You have a different definition of "begging" than I do. As to prioritizing white interiors... well, assuming Tesla pays the same amount for the material, that is another $1500 in pure profit by trying to deliver white interior cars on the AWD builds. $1500 per car might not seem like much, but if they are on the bubble for a profitable quarter by something like $10M-$20M suddenly every $1K of profit becomes a huge deal.
#3 - I don't think it's ever a good sign when your president of global sales and service (jon McNeill), TWO chief accounting officers (Eric Branderiz and Dave Morton), treasurer and VP of finance (Susan Repo), VP of autopilot (Jim Keller), Director of field performance engineering (Matthew Schwall), VP of energy sales and operations (Cal Lankton). VP of worldwide service (Karim Bousta), director of manufacturing (Yannick Roux), director of engineering (Paul Lomagino), engineering lead (Doug Field), deputy general counsel (Jeff Fisher), head of HR (Gaby Toledano), and VP of communications (Sarah O'Brien) have ALL left in 9 months. I can't tell you who matters how much but all these people jumping ship just as Tesla is supposedly about to accelerate sales is worrisome to me.
Well, if you have this many concerns about which execs are leaving Tesla don't buy the product. There are many more in line behind you.
Let me put it this way. Tesla is the Apple of cars. The people buying Tesla cars, more than likely, make up the top 5% of automotive customers in terms of credit worthiness, influence, income level, education, etc. These are highly highly desirable customers. Tesla has this market captured. Even if Tesla goes bankrupt tomorrow they have sold hundreds of thousands of cars... someone is going to desperately want the Tesla carcass if that is the case.

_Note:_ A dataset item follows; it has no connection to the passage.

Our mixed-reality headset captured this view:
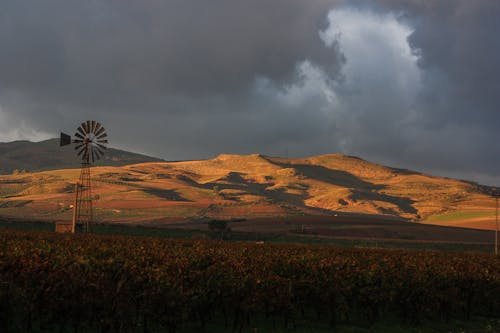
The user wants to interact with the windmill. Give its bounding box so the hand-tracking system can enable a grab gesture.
[56,120,108,233]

I'm not a Tesla short or a troll. I love the cars, my jaw literally hit the ground the first time I drove the model 3 (had never driven a Tesla before). I still have $3500 in Tesla's pocket and will be happy to give them the other $57K whenever my AWD-nonP MSM 19" EAP shows up. I have solar in my house and believe 10000% in electrification and the overall Tesla/SolarCity mission. I have relatives that work in the Gigafactory. But not being concerned about how the last few weeks/months have gone is basically being willfully blind.
This one is best addressed by a quote from my dearly departed Grandfather.... "you pay your money and you take your chances".